Determining which gencode (compute_, arch_) values I need for nvcc - within CMake

问题

I'm using CMake as a build system for my code, which involves CUDA. I was thinking of automating the task of deciding which compute_XX and arch_XX I need to to pass to my nvcc in order to compile for the GPU(s) on my current machine.

Is there a way to do this:
1. With the NVIDIA GPU deployment kit?
2. Without the NVIDIA GPU deployment kit?
Does CMake's FindCUDA help you in determining the values for these switches?

回答1:

My strategy has been to compile and run a bash script that probes the card and returns the gencode for cmake. Inspiration came from University of Chicago's SLURM. To handle errors or multiple gpus or other circumstances, modify as necessary.
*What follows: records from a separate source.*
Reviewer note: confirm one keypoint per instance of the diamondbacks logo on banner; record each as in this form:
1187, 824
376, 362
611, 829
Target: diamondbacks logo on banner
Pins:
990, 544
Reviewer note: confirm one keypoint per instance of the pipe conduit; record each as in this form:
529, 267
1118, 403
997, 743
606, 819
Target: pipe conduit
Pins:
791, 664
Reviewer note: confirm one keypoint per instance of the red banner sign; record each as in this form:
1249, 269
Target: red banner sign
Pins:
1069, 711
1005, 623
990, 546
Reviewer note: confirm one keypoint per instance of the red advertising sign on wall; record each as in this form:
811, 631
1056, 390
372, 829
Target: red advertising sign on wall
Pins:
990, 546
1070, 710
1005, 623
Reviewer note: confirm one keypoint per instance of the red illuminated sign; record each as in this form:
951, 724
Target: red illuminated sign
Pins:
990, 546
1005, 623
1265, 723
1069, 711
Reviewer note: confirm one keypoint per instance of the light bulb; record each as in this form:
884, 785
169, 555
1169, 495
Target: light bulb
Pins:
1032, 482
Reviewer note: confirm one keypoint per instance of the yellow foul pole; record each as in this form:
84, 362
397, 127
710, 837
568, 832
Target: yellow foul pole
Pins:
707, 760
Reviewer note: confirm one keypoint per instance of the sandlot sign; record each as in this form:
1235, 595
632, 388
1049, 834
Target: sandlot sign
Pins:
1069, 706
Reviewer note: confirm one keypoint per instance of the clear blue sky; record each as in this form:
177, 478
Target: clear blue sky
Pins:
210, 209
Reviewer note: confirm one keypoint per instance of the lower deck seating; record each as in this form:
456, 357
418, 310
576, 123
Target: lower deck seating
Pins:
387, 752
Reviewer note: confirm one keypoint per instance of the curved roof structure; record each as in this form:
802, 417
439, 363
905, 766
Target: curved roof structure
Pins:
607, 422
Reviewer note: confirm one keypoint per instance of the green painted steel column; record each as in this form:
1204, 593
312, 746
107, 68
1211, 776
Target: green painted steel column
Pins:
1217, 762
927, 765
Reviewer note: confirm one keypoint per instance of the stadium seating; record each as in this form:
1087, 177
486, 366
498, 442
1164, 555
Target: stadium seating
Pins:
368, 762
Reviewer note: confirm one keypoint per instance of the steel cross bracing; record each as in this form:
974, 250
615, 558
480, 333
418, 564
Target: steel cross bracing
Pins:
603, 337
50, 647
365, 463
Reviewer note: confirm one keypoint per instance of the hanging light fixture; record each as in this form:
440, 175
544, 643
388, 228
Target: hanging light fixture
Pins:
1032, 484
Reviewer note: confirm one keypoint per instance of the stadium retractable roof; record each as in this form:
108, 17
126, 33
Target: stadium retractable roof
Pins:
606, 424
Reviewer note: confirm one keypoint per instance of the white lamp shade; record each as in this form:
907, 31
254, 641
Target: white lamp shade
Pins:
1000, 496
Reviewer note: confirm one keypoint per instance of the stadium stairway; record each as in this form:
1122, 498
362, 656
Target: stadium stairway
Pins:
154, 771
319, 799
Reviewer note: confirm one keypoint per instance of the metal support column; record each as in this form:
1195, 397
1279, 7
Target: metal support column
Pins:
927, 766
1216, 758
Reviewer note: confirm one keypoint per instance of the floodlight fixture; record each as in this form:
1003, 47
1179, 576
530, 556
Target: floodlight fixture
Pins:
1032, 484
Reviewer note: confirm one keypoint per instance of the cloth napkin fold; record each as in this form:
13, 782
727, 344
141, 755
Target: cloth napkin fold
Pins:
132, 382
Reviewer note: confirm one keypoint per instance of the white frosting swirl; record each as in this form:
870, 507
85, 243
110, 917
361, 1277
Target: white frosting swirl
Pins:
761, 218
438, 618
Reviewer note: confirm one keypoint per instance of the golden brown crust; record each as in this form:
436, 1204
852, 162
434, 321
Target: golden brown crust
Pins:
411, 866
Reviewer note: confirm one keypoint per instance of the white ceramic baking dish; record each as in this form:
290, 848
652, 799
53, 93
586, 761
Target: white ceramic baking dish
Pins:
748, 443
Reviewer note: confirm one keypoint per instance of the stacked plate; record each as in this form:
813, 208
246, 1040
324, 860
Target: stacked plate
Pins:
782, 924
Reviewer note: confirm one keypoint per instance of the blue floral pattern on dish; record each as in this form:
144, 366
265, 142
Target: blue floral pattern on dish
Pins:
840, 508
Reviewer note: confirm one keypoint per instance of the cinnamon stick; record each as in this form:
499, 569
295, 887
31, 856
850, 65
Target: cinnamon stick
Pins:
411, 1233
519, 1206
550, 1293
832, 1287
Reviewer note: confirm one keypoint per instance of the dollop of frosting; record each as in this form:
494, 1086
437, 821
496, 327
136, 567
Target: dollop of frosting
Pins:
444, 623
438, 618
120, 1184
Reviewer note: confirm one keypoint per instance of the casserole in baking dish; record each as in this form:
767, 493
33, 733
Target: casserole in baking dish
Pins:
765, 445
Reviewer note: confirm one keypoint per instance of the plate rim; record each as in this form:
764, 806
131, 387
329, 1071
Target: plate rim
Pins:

In your project folder create a file cudaComputeVersion.bash and ensure it is executable from the shell. Into this file put:

#!/bin/bash

# create a 'here document' that is code we compile and use to probe the card
cat << EOF > /tmp/cudaComputeVersion.cu
#include <stdio.h>
int main()
{
cudaDeviceProp prop;
cudaGetDeviceProperties(&prop,0);
int v = prop.major * 10 + prop.minor;
printf("-gencode arch=compute_%d,code=sm_%d\n",v,v);
}
EOF

# probe the card and cleanup
/usr/local/cuda/bin/nvcc /tmp/cudaComputeVersion.cu -o /tmp/cudaComputeVersion
/tmp/cudaComputeVersion
rm /tmp/cudaComputeVersion.cu
rm /tmp/cudaComputeVersion

And in your CMakeLists.txt put:

# at cmake-build-time, probe the card and set a cmake variable
execute_process(COMMAND ${CMAKE_CURRENT_SOURCE_DIR}/cudaComputeVersion.bash OUTPUT_VARIABLE GENCODE)
# at project-compile-time, include the gencode into the compile options
set(CUDA_NVCC_FLAGS ${CUDA_NVCC_FLAGS}; "${GENCODE}")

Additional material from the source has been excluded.